Alex wrote:
> Yes, it's a web front-end, using apache and php-fpm.
> It's written using laravel and PHP.

It relieves me (Whew!) that it is not using WP which historically has
had deep security vulnerabilities quite often.  And therefore in the
situation you are proposing would be a likely stepping stone,
cascading into whole system vulnerabilities.

> I figured that if main.cf was owned by root and group writable, the
> regular user would be able to edit it, then use sudo to reload/restart
> when necessary. Apache is running as user "apache" while the php-fpm
> user is "developer". The developer account is not in the same group as
> the apache user.
> 
> This is the age-old problem with having a web-based application.

Yes.  [[ And I have a mental model that databases are often used as a
layer to adapt between the two different user account permission systems. ]]
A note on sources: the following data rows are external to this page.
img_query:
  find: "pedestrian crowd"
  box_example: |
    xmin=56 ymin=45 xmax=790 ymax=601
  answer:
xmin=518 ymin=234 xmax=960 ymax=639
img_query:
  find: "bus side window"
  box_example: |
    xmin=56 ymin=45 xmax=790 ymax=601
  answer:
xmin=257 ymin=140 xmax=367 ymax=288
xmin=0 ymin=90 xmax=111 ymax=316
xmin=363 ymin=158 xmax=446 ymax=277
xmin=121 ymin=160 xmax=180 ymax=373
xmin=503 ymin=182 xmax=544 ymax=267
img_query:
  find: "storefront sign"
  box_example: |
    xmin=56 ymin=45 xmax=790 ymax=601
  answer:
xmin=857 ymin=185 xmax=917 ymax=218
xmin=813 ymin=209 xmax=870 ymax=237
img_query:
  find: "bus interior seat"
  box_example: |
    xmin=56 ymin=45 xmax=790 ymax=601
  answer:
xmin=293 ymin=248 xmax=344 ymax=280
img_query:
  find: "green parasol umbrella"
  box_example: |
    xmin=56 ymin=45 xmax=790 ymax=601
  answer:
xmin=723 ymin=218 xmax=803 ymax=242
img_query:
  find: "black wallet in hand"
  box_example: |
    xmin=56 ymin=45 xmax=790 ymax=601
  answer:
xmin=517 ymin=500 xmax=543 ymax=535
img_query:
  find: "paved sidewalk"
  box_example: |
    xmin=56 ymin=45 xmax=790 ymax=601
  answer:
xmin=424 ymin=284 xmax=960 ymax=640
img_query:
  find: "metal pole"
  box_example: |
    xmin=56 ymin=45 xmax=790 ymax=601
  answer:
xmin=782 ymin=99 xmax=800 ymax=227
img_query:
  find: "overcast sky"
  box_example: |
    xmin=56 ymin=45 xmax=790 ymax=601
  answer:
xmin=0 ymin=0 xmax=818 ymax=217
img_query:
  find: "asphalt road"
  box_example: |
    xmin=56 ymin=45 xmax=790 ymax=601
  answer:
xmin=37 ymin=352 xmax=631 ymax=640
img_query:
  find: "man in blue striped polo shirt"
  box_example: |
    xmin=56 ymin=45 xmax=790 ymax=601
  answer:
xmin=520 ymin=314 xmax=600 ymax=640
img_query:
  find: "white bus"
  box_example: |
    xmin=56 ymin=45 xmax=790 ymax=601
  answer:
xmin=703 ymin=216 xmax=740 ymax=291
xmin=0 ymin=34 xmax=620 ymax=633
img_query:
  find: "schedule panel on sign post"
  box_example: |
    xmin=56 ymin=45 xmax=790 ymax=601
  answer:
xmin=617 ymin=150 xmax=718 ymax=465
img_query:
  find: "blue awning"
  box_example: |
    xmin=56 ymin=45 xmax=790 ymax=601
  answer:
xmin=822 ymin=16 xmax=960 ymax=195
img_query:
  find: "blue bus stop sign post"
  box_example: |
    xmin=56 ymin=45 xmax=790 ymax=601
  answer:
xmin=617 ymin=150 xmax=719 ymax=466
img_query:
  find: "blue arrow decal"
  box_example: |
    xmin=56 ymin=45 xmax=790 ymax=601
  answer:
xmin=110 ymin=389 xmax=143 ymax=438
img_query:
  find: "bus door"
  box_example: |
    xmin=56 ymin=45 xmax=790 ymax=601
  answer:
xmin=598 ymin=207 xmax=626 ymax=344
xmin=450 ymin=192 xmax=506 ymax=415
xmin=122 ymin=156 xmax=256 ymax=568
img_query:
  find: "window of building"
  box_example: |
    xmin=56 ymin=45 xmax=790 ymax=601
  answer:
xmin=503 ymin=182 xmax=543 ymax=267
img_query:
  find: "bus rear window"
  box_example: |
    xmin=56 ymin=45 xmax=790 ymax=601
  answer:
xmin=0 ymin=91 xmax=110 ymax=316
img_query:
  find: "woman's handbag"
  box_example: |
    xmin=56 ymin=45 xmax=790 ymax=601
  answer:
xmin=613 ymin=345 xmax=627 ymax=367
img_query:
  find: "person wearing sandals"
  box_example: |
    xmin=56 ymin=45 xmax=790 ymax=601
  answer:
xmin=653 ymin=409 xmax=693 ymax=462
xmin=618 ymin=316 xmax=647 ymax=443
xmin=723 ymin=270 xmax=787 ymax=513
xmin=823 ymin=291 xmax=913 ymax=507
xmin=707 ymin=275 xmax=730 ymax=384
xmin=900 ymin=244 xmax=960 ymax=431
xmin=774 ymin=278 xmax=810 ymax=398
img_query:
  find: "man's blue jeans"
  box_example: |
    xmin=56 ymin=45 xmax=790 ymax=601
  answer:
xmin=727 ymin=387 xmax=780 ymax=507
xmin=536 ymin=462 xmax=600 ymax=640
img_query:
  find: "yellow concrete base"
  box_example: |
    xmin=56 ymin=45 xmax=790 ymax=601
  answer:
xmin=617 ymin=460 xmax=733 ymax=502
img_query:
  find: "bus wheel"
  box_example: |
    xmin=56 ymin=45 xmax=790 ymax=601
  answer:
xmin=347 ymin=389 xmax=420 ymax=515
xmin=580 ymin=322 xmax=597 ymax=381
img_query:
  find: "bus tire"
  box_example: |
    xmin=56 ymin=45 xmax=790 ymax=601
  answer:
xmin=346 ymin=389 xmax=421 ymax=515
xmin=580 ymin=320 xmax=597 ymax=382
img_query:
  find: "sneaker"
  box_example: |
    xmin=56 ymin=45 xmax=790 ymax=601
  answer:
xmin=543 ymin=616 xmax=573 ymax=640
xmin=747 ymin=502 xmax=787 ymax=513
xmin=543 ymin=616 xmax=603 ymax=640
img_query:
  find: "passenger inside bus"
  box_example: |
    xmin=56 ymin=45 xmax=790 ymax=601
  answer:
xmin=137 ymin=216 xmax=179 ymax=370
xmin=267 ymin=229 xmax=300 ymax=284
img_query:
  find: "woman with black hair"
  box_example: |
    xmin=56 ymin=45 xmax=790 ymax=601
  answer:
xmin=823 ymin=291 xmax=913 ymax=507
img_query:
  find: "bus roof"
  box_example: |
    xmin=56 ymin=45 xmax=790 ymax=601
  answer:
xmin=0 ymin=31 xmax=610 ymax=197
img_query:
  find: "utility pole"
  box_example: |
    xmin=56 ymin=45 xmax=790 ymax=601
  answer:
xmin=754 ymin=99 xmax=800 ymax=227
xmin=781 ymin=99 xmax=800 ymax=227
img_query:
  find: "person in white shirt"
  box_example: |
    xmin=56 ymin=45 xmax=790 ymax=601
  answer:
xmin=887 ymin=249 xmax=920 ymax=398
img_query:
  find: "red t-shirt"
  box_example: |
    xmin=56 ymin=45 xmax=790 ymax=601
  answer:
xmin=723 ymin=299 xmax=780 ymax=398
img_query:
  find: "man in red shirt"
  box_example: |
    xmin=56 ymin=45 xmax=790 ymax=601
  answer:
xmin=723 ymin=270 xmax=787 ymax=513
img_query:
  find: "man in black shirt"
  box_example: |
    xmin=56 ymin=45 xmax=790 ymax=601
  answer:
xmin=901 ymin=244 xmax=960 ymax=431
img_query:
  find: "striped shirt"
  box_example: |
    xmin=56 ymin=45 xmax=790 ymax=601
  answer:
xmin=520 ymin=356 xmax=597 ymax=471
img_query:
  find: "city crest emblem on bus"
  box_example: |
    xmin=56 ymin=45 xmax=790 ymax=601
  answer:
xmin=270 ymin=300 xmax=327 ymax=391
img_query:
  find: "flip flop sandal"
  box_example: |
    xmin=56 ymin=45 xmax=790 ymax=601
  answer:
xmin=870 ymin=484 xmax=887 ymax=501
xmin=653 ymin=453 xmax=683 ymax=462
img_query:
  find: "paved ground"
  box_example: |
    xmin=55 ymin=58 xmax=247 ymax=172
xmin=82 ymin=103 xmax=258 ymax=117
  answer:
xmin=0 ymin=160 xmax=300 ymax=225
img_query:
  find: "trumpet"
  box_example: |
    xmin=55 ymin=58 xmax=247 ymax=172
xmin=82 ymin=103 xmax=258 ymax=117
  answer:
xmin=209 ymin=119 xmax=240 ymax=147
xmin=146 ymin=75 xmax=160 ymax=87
It seems to me that if you have confidence in the security of your web
UI application that it could safely use sudo to edit, modify, install,
updated configuration files.  Assuming that the processes that do this
are data "taint" safe and sufficiently paranoid.  And then also use
sudo to reload postfix after having changed those files.  In which
case the files would remain owned by root:root and the interface to
modifying them would use sudo.  The ultimate security of the system
would still rest with the security of the web UI.

This still leaves me curious as to the need for this management
interface.  Setting up the Apache, PHP-FPM, Laravel, and associated
web management framework, and sudo, on the system natively would be
more complex than setting up Postifx natively.